Em outubro de 2017, a sindicância virou um processo disciplinar, cujo veredito só foi dado em maio de 2018. O trio de professores entendeu que Leão, por conta dos acontecimentos de 2013, era “inimiga notória” do professor, e que seu relato não podia ser provado. A banca considerou, porém, que Motta infringiu o Estatuto do Servidor ao difamar a aluna em conversa com outra estudante. Por isso, ele foi punido com a pena mais branda de todas: a advertência. Essa punição, no entanto, prescreve 180 dias após o fato ter sido comunicado ao órgão público. Àquela altura, já haviam se passado 468 dias desde que a denúncia fora protocolada (o tempo deixa de ser contabilizado no momento em que o processo disciplinar é aberto). Ou seja: punido da maneira mais branda possível, Motta sequer foi punido.
O professor Motta não quis falar com a piauí.

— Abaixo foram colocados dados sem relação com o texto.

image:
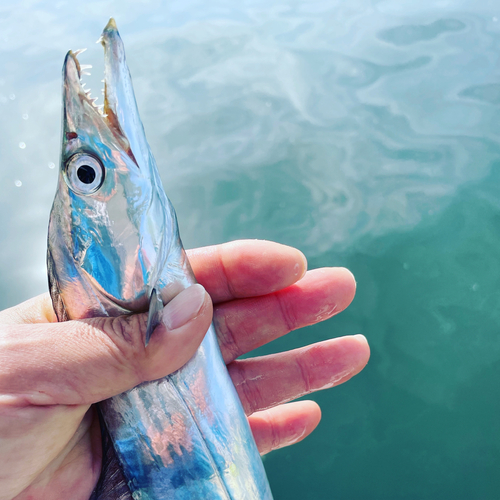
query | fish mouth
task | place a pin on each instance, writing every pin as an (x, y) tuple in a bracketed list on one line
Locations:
[(119, 112)]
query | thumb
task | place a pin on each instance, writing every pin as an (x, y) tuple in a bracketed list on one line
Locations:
[(85, 361)]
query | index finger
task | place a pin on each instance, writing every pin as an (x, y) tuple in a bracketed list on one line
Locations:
[(246, 268)]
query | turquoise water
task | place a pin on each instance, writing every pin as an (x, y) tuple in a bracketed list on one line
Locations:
[(366, 134)]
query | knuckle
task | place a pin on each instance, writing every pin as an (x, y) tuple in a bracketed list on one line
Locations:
[(287, 313), (247, 388), (226, 335)]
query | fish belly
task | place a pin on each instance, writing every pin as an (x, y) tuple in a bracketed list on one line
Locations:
[(186, 436)]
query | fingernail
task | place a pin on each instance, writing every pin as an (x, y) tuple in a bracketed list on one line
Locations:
[(184, 307)]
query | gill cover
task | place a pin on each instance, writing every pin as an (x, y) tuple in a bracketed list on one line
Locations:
[(111, 223)]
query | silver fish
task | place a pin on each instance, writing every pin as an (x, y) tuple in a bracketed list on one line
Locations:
[(114, 249)]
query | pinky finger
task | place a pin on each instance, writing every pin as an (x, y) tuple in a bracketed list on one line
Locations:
[(284, 425)]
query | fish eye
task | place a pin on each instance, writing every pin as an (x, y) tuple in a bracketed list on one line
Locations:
[(84, 173)]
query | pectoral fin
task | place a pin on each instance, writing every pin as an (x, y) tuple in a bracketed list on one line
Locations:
[(154, 316)]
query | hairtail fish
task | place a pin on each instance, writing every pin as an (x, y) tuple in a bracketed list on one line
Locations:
[(114, 249)]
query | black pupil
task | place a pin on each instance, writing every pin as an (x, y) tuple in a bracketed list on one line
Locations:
[(86, 174)]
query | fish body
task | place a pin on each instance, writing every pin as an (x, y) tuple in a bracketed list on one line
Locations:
[(114, 249)]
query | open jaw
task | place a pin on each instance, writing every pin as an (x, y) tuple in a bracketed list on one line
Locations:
[(119, 111)]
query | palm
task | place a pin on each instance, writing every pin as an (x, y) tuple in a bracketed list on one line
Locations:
[(52, 448)]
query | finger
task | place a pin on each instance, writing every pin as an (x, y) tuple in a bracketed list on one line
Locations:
[(268, 381), (284, 425), (82, 362), (243, 325), (246, 268)]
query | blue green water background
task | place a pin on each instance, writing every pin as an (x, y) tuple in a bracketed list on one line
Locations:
[(366, 133)]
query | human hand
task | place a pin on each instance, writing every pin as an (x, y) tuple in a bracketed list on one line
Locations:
[(51, 373)]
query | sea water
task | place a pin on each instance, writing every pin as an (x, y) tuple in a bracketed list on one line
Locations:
[(366, 133)]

Por e-mail, um de seus advogados, Mauricio Mota, afirmou apenas que “a pena aplicada foi proporcional, levando-se em conta que o dito professor nunca tinha tido qualquer ocorrência em sua atividade de professor que desabonasse sua conduta, expressa em sua ficha funcional”.
Sem resposta satisfatória dentro dos muros da universidade, Maria Leão levou o caso à Justiça Federal em julho de 2018. Processou Motta e a UFRJ, pedindo uma indenização de 30 mil reais por danos morais. Em uma das primeiras decisões do processo, o juiz substituto Marcel Corrêa excluiu o professor do banco dos réus, por entender que a responsabilidade nesse caso era apenas da universidade. De acordo com a Constituição, um órgão público deve responder pelos danos causados por seus servidores. A instituição pode ou não entrar com uma ação de regresso, fazendo com que o funcionário seja obrigado a reembolsar o custo da indenização.
Em maio de 2019, a UFRJ foi condenada a pagar 5 mil reais de indenização pelo “transtorno moral” causado a Maria Leão. A defesa da aluna entrou com recurso, que foi atendido parcialmente pelo juiz Luis Eduardo Cerqueira, ampliando a indenização para 10 mil reais. Ele entendeu que houve um ato ilícito, com condutas “em muito similares àquelas descritas como sendo assédio moral”, e que isso não depende da comprovação do diálogo entre Motta e Leão, já que o próprio professor confirmou o ocorrido por meio da conversa de Facebook. O juiz ressaltou que esse tipo de comportamento, vindo de uma pessoa em posição de poder, é “deplorável”.
Assim que o valor foi pago, arquivou-se o processo, em maio de 2020. A sentença foi toda baseada nas provas e nos testemunhos do processo disciplinar da faculdade. “Essa indenização foi uma migalha, mas uma migalha importante. Ver um juiz reconhecer não apenas que eu falei a verdade, mas que o que tinha acontecido comigo era absurdo, foi uma reparação. Foi quando comecei, de fato, a me curar desse episódio”, afirma Leão.
Em setembro do ano passado, o advogado Demian Guedes enviou uma carta à UFRJ sugerindo que a universidade movesse uma ação de regresso contra o professor Motta, pedindo ressarcimento. A reitoria nunca respondeu à carta. Luiz Eduardo Motta continua sendo professor associado do IFCS, sem máculas no seu currículo. Maria Leão, que hoje faz doutorado no Instituto de Medicina Social (IMS) da Uerj, continua com medo de passar no Largo do São Francisco, no Centro do Rio, e se deparar com Motta.
Em nota enviada à piauí nesta terça-feira (18), a UFRJ não explicou a lentidão com que o caso Maria Leão foi analisado entre 2016 e 2018, mas afirmou que “tomará imediatamente as medidas cabíveis para que a Universidade receba o ressarcimento” de Motta. A universidade também disse que “repudia veementemente o assédio em suas múltiplas formas, seja ele moral, sexual, virtual ou psicológico”. “Manifestamos solidariedade à Maria Leão e afirmamos que não compactuamos com a atitude por não se compatibilizar em nada com o ethos da UFRJ”, disse a assessoria da universidade.